When hypnosis may be worth considering
Hypnosis may be worth considering when it is used as an adjunct to proper care, especially for problems where attention, expectation, stress, pain, and bodily perception play a major role.
It may be reasonable to explore hypnosis for pain management, procedure-related anxiety, IBS symptoms, relaxation, stress coping, or as part of a broader psychological treatment plan.
It is less sensible to use hypnosis as a first-line replacement for established treatment when someone has a serious mental health condition, medical problem, addiction, trauma history, or high-risk symptoms.
The practitioner matters too. Look for someone with appropriate clinical training, professional registration where relevant, and realistic claims. A qualified psychologist, doctor, dentist, nurse, therapist, or other health professional with training in clinical hypnosis is very different from someone who bought a certificate online and now claims to be fluent in your subconscious.
The subconscious, as ever, was unavailable for comment.
Why hypnosis still gets dismissed
Hypnosis gets dismissed partly because it has been overmarketed by people who make it easy to dismiss.
Stage shows, exaggerated claims, fake memory recovery, miracle-cure advertising, and pop-therapy language have damaged its reputation. The problem is not that hypnosis has no evidence. The problem is that the evidence is more modest, specific, and conditional than the sales pitch.
This creates an annoying situation.
Sceptics sometimes throw out the whole field because the theatrical version is so irritating. Believers sometimes inflate the evidence because they have seen hypnosis help some people and mistake that for proof it helps everyone.
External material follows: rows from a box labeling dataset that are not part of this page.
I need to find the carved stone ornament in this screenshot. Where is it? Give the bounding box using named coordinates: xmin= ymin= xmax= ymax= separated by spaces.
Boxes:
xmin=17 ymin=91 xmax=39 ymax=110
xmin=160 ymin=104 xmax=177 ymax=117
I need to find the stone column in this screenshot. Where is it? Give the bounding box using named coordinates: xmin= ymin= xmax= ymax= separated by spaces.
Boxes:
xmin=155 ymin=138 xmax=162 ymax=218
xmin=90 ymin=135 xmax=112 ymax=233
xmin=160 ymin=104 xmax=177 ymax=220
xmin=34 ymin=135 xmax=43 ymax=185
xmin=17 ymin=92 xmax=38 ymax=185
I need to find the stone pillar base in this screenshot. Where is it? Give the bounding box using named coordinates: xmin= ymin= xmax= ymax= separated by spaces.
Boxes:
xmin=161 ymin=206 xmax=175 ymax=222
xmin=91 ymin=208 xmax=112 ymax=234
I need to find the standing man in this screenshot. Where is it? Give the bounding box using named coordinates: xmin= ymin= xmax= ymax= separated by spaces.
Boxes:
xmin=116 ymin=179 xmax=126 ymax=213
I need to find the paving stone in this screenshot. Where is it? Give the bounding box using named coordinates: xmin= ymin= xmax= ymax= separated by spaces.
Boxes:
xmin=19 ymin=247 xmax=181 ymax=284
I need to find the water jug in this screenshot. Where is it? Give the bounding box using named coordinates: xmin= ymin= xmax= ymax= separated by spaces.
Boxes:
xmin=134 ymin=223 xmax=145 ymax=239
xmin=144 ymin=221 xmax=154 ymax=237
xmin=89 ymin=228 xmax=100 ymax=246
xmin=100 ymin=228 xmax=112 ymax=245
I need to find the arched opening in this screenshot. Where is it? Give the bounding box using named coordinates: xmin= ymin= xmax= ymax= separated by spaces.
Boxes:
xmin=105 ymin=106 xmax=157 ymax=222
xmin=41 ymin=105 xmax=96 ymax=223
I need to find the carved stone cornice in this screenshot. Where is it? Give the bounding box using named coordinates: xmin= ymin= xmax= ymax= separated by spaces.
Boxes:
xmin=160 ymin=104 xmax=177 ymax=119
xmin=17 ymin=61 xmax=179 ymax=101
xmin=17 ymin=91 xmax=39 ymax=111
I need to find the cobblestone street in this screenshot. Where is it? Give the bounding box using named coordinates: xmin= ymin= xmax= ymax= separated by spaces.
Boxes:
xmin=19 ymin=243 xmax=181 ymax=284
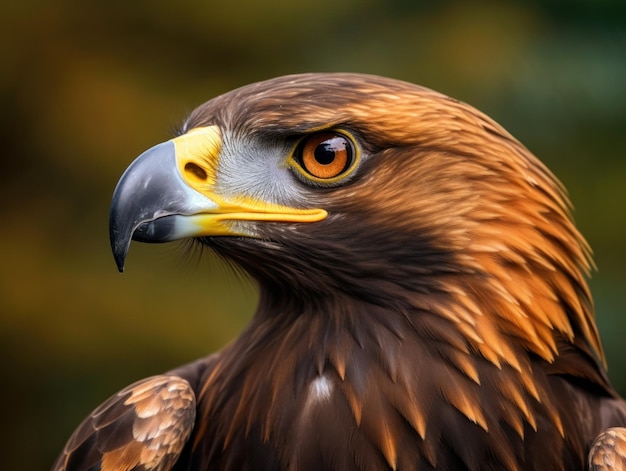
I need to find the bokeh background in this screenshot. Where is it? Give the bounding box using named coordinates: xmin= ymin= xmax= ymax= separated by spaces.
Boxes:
xmin=0 ymin=0 xmax=626 ymax=470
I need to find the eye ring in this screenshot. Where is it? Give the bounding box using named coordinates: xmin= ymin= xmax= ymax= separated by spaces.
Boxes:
xmin=293 ymin=131 xmax=358 ymax=184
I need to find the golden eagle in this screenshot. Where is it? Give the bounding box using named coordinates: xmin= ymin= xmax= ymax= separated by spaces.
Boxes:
xmin=53 ymin=74 xmax=626 ymax=471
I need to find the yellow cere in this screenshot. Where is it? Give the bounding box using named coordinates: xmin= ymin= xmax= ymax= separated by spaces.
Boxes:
xmin=172 ymin=126 xmax=222 ymax=192
xmin=172 ymin=126 xmax=328 ymax=229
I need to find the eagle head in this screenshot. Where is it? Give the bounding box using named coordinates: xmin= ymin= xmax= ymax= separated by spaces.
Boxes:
xmin=105 ymin=74 xmax=613 ymax=469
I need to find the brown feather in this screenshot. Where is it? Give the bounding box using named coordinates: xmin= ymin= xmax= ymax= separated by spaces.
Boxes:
xmin=58 ymin=74 xmax=626 ymax=471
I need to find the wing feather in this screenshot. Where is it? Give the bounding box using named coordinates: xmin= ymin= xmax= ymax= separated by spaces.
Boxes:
xmin=52 ymin=375 xmax=196 ymax=471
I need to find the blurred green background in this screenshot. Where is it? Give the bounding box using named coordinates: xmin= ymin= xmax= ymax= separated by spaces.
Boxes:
xmin=0 ymin=0 xmax=626 ymax=470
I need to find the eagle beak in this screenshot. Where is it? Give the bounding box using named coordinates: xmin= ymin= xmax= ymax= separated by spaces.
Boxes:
xmin=109 ymin=126 xmax=327 ymax=272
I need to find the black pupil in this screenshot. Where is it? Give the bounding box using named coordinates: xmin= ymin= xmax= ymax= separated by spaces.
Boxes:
xmin=315 ymin=138 xmax=346 ymax=165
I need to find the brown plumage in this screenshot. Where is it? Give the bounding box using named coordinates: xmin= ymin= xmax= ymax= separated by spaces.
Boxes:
xmin=54 ymin=74 xmax=626 ymax=471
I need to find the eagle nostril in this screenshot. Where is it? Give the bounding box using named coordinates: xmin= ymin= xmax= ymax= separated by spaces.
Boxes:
xmin=185 ymin=162 xmax=207 ymax=181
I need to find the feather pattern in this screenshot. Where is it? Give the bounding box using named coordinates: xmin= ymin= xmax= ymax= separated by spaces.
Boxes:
xmin=55 ymin=74 xmax=626 ymax=471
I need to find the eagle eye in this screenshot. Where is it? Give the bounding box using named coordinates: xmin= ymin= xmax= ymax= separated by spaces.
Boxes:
xmin=293 ymin=131 xmax=357 ymax=184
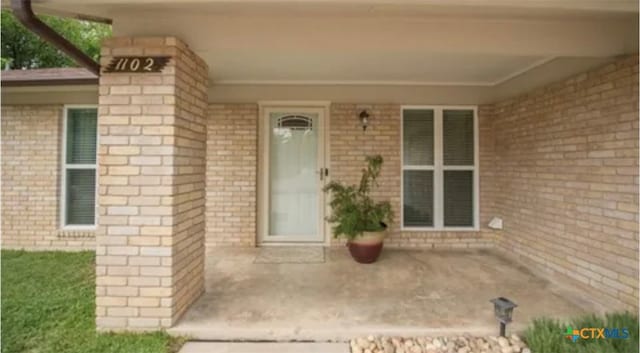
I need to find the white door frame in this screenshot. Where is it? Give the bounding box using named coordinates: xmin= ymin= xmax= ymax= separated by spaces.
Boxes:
xmin=256 ymin=101 xmax=330 ymax=246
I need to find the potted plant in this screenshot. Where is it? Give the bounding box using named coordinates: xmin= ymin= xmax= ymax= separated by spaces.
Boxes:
xmin=324 ymin=155 xmax=393 ymax=263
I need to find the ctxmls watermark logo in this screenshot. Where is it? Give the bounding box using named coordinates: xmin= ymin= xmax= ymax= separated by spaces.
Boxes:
xmin=565 ymin=326 xmax=629 ymax=342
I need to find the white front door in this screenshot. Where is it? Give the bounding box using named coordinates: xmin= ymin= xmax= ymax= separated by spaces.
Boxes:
xmin=259 ymin=107 xmax=327 ymax=243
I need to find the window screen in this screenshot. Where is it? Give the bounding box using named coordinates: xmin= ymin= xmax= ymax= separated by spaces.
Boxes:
xmin=66 ymin=169 xmax=96 ymax=225
xmin=402 ymin=107 xmax=477 ymax=229
xmin=402 ymin=170 xmax=433 ymax=227
xmin=63 ymin=108 xmax=98 ymax=226
xmin=444 ymin=170 xmax=473 ymax=227
xmin=402 ymin=110 xmax=433 ymax=165
xmin=442 ymin=110 xmax=473 ymax=165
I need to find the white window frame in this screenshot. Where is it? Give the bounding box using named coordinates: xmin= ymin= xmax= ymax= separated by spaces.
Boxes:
xmin=400 ymin=105 xmax=480 ymax=232
xmin=60 ymin=104 xmax=100 ymax=231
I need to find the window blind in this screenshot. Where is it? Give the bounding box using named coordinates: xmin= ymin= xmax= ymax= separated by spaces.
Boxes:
xmin=64 ymin=108 xmax=98 ymax=225
xmin=66 ymin=109 xmax=98 ymax=164
xmin=444 ymin=170 xmax=473 ymax=227
xmin=442 ymin=110 xmax=474 ymax=165
xmin=66 ymin=168 xmax=96 ymax=225
xmin=402 ymin=110 xmax=433 ymax=165
xmin=402 ymin=170 xmax=433 ymax=227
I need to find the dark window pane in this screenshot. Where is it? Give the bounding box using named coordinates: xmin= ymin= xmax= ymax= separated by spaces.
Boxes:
xmin=442 ymin=110 xmax=473 ymax=165
xmin=67 ymin=108 xmax=98 ymax=164
xmin=403 ymin=170 xmax=433 ymax=227
xmin=402 ymin=110 xmax=433 ymax=165
xmin=444 ymin=170 xmax=473 ymax=227
xmin=65 ymin=169 xmax=96 ymax=225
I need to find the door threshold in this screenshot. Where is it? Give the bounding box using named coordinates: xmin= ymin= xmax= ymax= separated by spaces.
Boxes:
xmin=257 ymin=241 xmax=329 ymax=247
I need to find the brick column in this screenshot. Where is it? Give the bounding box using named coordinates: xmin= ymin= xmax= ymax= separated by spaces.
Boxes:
xmin=96 ymin=37 xmax=208 ymax=330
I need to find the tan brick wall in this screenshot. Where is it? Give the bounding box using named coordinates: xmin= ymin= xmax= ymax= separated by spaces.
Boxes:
xmin=486 ymin=56 xmax=638 ymax=311
xmin=1 ymin=105 xmax=95 ymax=250
xmin=206 ymin=104 xmax=258 ymax=246
xmin=206 ymin=104 xmax=493 ymax=248
xmin=329 ymin=104 xmax=493 ymax=248
xmin=96 ymin=37 xmax=208 ymax=329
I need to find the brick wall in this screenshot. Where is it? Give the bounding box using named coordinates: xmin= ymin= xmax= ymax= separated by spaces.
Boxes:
xmin=206 ymin=104 xmax=258 ymax=246
xmin=329 ymin=104 xmax=493 ymax=248
xmin=173 ymin=42 xmax=209 ymax=321
xmin=485 ymin=56 xmax=638 ymax=311
xmin=2 ymin=105 xmax=95 ymax=250
xmin=96 ymin=37 xmax=208 ymax=329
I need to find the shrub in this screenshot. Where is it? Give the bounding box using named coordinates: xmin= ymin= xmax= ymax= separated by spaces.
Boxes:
xmin=524 ymin=312 xmax=638 ymax=353
xmin=324 ymin=155 xmax=393 ymax=240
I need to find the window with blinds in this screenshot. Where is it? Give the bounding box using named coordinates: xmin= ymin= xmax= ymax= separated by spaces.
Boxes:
xmin=402 ymin=107 xmax=478 ymax=230
xmin=62 ymin=107 xmax=98 ymax=227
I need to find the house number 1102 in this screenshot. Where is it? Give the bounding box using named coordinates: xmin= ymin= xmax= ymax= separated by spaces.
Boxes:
xmin=104 ymin=56 xmax=170 ymax=73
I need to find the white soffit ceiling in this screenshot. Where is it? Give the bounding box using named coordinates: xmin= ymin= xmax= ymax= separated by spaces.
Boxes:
xmin=3 ymin=0 xmax=638 ymax=87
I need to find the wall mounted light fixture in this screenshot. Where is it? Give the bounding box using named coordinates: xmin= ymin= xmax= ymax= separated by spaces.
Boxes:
xmin=360 ymin=110 xmax=369 ymax=131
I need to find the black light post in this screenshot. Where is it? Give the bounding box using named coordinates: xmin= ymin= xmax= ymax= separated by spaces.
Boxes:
xmin=490 ymin=297 xmax=518 ymax=337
Both positions are too lazy.
The better position is boring but useful: hypnosis is a legitimate psychological and clinical procedure with evidence for some applications, mixed evidence for others, and a long history of being surrounded by nonsense.
Which, to be fair, is also true of quite a lot of psychology.
Simply Put
Hypnosis works, but not in the way films, stage shows, or overconfident hypnotherapists often imply.
It is not mind control. It is not sleep. It is not a truth serum. It is not a guaranteed route into the subconscious. It does not turn people into obedient little suggestion machines.
Clinical hypnosis is better understood as a way of using focused attention, suggestion, imagery, expectation, and therapeutic context to change how people experience sensations, emotions, symptoms, or behaviours.
The evidence is strongest for specific uses, especially pain management and some medical or procedure-related applications. Gut-directed hypnotherapy for IBS is also worth taking seriously. Smoking cessation claims are much weaker, with Cochrane finding insufficient evidence that hypnotherapy is better than other behavioural support or quitting unaided.
So yes, hypnosis can work.
But the sensible version of that sentence is full of caveats, and caveats rarely fit nicely on a wellness advert.
Hypnosis is a tool. Sometimes useful. Sometimes overhyped. Sometimes buried under so much theatrical rubbish that the actual science has to crawl out from underneath wearing a slightly embarrassed expression.
That does not make it fake.
It just means we should stop letting the pendulum people write the whole story.
References
American Psychological Association Division 30. (2015). Definition and description of hypnosis.
National Center for Complementary and Integrative Health. (2024). Hypnosis.